Founded in 1933, after the creation of Time, it had grown to emerge as the second-largest news weekly magazine in the US with a circulation of more than 3.1 million at its height.

But by 2010 its circulation had fallen to below 1.8 million and its revenue dropped 38 percent from 2007 to 2009 prompting its sale by The Washington Post Company to 92-year-old audio pioneer Sidney Harman-for $1 plus an assumption of Newsweek's $47 million debt.

However, some media analysts suggested Newsweek's decision to go all digital may have been more a reflection of its own problems rather than the health of the print media as such.

"I don't think anything could have saved it," Evan Thomas, a writer and editor for Newsweek from 1986 to 2010, was quoted as saying by the Washington Post.

"The economic model was just broken, and there wasn't enough advertising to sustain the enormous staff that Newsweek had to have to be a comprehensive global news organization."

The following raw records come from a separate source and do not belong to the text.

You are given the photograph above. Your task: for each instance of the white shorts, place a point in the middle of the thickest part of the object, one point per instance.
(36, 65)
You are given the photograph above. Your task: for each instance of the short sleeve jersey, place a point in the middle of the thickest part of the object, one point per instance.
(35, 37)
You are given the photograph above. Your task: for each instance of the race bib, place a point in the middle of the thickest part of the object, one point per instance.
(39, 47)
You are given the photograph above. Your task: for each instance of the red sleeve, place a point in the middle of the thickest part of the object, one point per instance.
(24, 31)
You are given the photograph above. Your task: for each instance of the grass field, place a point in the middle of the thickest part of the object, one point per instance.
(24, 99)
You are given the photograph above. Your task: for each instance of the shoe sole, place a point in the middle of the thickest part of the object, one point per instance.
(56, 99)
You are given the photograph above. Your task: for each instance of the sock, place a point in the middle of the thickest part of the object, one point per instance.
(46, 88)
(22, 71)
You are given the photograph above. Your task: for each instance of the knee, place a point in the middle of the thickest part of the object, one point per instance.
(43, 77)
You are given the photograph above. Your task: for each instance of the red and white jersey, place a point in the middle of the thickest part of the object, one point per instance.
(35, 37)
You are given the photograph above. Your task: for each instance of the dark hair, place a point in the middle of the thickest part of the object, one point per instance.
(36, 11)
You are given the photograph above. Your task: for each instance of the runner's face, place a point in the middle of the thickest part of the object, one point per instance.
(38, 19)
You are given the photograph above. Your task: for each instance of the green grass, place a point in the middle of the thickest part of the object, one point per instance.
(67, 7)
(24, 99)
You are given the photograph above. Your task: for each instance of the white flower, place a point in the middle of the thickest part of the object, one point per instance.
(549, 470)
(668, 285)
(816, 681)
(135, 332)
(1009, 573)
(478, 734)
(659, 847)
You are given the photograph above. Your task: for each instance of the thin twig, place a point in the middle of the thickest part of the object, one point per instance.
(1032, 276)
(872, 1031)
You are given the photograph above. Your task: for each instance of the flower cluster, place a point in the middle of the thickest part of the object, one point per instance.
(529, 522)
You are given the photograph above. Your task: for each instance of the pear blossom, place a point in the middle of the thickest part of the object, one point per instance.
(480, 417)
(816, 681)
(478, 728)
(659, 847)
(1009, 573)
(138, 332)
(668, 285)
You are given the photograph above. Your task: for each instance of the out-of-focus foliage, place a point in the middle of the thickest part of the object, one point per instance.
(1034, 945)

As a new research report pointed out if the circulation for the magazine industry as a whole dropped one percent in 2011 with Newsweek seeing the greatest declines (3.4 percent), The Economist and The Week both grew about 2 percent.

But as the 2012 State of the News Media report by Pew Research Centre's Project for Excellence in Journalism, also noted ad dollars followed the audiences to the web, and a stable business model helped cable television.

But much of the legacy media suffered revenue declines. Of all media sectors, newspapers suffered the most in 2011 losing roughly $10 in print ad revenue for every new $1 gained online.

Over the last five years, an average of 15 papers, or just about 1 percent of the industry, has vanished each year in the US.

As a matter of survival, perhaps as many as 100 more newspapers are expected to move to digital subscriptions in 2012 following about 150 publications that have already done so, the report predicted.

With Americans now fully into the digital era, the Pew report suggested that in five years many newspapers will offer a print home-delivered newspaper only on Sunday, and perhaps one or two other days a week that account most print ad revenue.